Sexta-feira, 19 Abril

«Winchester» (A Maldição da Casa Winchester) por Hugo Gomes

A Mansão Winchester é uma das construções arquitetónicas mais extravagantes e incomuns dos EUA. Construído pela viúva Sarah Lockwood Winchester, aliás, reformulando … em plena construção durante 38 até à sua morte (de 1884 a 1922), a mansão e a sua estrutura bizarra, como reza a lenda, serviria como uma espécie de prisão a todas as almas vitimizadas pela criação da espingarda Winchester, o amaldiçoado negócio de família que dita um legado de violência no país.

Obviamente que um filme sobre o dito imóvel e esta bizarra historieta de aparições, maldições e assombrações teria todo o gosto em fazer as delicias das audiências, dando asas à imaginação e criatividade por parte dos irmãos Spierig (Daybreakers, Predestination). Mas desde Jigsaw que a dupla promissora do cinema de género parece confundir-se com o estado desta industria cada vez mais condescendente, até porque este Winchester é uma verdadeira “bala de pólvora seca”.

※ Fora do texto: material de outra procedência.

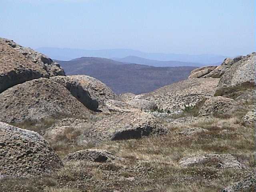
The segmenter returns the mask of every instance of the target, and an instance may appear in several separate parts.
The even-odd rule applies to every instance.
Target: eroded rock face
[[[83,75],[68,76],[72,80],[77,80],[83,88],[89,92],[93,100],[99,103],[99,108],[102,109],[105,102],[108,100],[118,100],[118,96],[106,84],[95,78]]]
[[[81,136],[81,143],[138,139],[165,134],[168,129],[154,116],[144,112],[112,114],[92,124]]]
[[[61,85],[40,78],[14,86],[0,94],[0,120],[40,120],[60,114],[82,116],[90,112]]]
[[[182,167],[214,166],[220,168],[243,168],[244,166],[230,154],[207,154],[195,155],[182,158],[180,161]]]
[[[154,102],[158,109],[165,111],[179,112],[213,96],[218,80],[213,78],[190,79],[139,95],[138,98]]]
[[[62,163],[38,134],[0,122],[0,179],[42,175]]]
[[[110,162],[118,158],[110,152],[100,149],[86,149],[68,154],[63,160],[70,161],[87,160],[94,162]]]
[[[60,66],[46,55],[37,52],[30,48],[24,47],[12,40],[2,39],[28,59],[34,63],[41,66],[49,76],[65,75],[64,70]]]
[[[228,96],[234,92],[255,89],[256,53],[242,57],[222,76],[215,95]]]
[[[49,74],[0,38],[0,93],[14,85]]]
[[[96,111],[99,104],[93,100],[89,92],[76,79],[72,79],[66,76],[55,76],[50,78],[51,80],[59,83],[66,87],[72,95],[88,108]]]
[[[216,66],[206,66],[194,69],[190,72],[190,75],[188,76],[188,78],[203,77],[205,75],[209,74],[216,68]]]
[[[230,114],[238,105],[238,103],[232,99],[221,96],[212,97],[205,101],[199,111],[198,116]]]

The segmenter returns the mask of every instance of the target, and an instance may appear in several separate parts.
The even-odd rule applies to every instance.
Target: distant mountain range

Em causa está, antes de mais, o desaproveitamento da atmosfera que suscitaria nesta dita mansão Winchester. Ao leitor, de forma a verificar o declarado, basta visualizar um quantos vídeos ou visitas guiadas ao mesmo espaço para perceber a invulgaridade da casa e o seu ambiente. Mas este fracasso cénico é o menos neste balanço das milésimas regras feita a régua e esquadro que compõe muito do atual cinema terror. É certo que espíritos e assombrações estão em voga, em paralelo com a ascensão do cinema-escola da Blumhouse e sequencialmente de nomes como James Wan ou David F. Sandberg em fazer a festa.

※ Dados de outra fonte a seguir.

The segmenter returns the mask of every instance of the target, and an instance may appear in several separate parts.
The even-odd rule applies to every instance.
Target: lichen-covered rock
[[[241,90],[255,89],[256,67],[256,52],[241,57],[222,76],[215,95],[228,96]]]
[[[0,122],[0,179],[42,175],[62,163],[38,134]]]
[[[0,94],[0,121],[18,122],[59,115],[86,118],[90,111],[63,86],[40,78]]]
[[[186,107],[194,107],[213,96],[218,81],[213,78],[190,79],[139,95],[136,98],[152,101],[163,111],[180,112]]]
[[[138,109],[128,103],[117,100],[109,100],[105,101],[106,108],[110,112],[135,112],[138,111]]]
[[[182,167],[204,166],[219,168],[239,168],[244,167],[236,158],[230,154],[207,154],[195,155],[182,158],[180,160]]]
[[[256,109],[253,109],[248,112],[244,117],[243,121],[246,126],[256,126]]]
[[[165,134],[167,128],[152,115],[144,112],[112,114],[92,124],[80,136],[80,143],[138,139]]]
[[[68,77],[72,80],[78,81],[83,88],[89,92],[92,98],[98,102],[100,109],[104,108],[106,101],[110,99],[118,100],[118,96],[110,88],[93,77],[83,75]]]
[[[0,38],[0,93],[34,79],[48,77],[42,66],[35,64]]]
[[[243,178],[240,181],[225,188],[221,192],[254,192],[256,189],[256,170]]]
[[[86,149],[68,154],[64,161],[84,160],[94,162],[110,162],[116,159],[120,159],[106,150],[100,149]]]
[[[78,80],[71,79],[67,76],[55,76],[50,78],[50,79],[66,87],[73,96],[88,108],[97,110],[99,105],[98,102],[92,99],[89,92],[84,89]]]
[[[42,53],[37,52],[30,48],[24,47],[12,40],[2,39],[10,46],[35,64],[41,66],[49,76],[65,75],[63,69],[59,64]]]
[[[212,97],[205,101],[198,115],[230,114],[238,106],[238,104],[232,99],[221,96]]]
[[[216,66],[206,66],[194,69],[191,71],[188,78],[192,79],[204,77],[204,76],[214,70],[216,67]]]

Contudo, Winchester preserva essas linhas-guias jogadas a uma tendência de rascunho mal emparado. Para os Spierig executar um filme da mais fascinante mansão norte-americana, bastou juntar os seguintes ingredientes:

1)Se trata de um filme sobre mansões e espectros, temos que ter uma desculpa de psicologia, neste caso basta uma personagem inserida no ramo para servir de infiltrado no ambiente que nos espera. Relembro doutros casos, mais memoráveis, deste tipo de Cinema para refrescar a mente do leitor; o ensaio psicológico a ser experimentado em The Haunting (1963) ou até mesmo o grupo de parapsicólogos em The Legend of the Hell House (1973) de forma a “estudar” qualquer entidade maligna.

2)Se vamos ter fantasmas, as crianças são um bom catalisador dos eventuais sustos. São cobaias que distorcem a nossa ideia de inocência anteriormente alicerçadas à sua imagem, substituindo-a por velcros de calafrios, ou assim se tenta. Como anexo, juntar uma melodia, canção infantil ou tradicional para enfatizar o propósito.

3)Objetos ou “macguffins” usuais para os nosso “jump scares”; cadeiras balouçantes, compartimentos proibidos com antecedência, espelhos e não esquecer de escadas, muitas escadas.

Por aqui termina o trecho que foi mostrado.